Dear Mike Frysinger,
In message 201105101711.07625.vapier@gentoo.org you wrote:
This adds a simple parallel nor flash test to automatically verify erasing/writing/reading of sectors. The code is based on existing Blackfin tests but generalized for everyone to use.
What exactly does the "parallel" in "parallel nor flash test" mean?
how it is connected to the processor
Are there any other types of NOR flashes? I mean, I have never heard anybody use this term before. Maybe we can just omit it - I find it more confusing than helpful.

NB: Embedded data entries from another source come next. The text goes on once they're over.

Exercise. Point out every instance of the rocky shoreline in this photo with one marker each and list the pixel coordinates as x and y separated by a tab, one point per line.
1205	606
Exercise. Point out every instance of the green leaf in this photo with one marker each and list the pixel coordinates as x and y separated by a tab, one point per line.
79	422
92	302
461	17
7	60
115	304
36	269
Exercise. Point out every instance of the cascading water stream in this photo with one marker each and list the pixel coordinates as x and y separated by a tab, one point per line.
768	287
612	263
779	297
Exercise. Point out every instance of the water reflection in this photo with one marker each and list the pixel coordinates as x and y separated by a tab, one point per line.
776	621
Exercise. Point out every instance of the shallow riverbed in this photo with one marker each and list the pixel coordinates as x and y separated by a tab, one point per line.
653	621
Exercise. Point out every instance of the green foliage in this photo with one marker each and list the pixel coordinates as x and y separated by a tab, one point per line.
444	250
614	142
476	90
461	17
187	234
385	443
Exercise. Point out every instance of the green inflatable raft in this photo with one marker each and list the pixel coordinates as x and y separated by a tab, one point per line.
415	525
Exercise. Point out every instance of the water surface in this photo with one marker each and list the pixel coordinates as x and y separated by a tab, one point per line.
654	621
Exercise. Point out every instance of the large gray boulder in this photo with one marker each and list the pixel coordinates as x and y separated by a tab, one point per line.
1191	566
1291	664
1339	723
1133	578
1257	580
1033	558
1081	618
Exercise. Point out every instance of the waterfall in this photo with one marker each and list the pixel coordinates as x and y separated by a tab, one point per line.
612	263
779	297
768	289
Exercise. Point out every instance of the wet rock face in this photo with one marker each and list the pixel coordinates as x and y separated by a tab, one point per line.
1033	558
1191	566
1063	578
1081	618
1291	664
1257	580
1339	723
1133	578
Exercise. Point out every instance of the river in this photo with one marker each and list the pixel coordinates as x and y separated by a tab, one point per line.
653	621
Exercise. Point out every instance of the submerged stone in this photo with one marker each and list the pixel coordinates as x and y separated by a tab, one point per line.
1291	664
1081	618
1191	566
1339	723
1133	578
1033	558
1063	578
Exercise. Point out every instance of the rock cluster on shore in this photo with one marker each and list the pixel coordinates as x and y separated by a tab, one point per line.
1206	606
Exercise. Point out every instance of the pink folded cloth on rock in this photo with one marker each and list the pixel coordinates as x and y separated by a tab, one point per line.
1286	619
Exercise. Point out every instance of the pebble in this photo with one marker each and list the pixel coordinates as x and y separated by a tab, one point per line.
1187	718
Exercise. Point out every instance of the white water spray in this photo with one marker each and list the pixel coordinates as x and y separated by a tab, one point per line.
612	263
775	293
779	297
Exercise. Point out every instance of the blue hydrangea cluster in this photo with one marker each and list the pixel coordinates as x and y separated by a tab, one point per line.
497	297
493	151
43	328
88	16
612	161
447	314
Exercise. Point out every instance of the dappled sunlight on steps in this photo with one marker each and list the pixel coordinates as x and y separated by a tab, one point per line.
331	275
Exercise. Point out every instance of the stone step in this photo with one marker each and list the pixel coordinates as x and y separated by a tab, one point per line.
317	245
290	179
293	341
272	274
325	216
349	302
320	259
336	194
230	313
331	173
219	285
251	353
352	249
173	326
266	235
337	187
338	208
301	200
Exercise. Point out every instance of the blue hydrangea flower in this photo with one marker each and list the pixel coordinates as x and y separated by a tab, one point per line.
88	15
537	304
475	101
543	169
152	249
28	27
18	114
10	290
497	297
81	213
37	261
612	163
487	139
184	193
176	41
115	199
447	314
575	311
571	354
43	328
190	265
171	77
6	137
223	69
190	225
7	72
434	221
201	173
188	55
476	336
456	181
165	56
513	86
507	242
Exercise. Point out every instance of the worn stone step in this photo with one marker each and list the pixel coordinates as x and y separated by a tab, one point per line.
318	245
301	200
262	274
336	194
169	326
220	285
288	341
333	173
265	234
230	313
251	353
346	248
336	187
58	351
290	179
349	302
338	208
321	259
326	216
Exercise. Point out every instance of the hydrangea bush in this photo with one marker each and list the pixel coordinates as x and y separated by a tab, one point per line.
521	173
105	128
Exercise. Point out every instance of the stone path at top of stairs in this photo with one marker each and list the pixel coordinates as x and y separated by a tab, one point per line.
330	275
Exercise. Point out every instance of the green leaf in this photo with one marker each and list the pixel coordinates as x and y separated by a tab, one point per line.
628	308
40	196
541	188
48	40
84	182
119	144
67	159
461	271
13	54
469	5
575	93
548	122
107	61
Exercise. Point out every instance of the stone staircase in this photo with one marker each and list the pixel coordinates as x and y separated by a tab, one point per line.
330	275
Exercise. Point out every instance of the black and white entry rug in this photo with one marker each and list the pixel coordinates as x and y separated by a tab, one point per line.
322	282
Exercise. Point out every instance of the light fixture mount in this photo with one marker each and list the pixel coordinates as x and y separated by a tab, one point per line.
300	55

- unsigned char *ret = (void *)CONFIG_SYS_SDRAM_BASE;
This will not work on many systems. For example, on PPC you will overwrite the exception vectors in low memory, thus crashing the system.
this is how the default memory post test works. it writes all memory from CONFIG_SYS_SDRAM_BASE to CONFIG_SYS_SDRAM_BASE+MIN(1GiB,bd->memsize). so how does this work on ppc systems ?
The RAM test runs before relocation to RAM, i. e. whenRAM is still not used by anything.
i didnt think calling malloc() would be OK since i need enough memory to hold one sector ...
Just grabbing a random address in RAM is certainly not a proper way to allocate I/O buffers. If you need them, and if your code design makes it even necessary to pass these buffers around (so you can not just put them on the stack which is what I would try to do) you have to use malloc().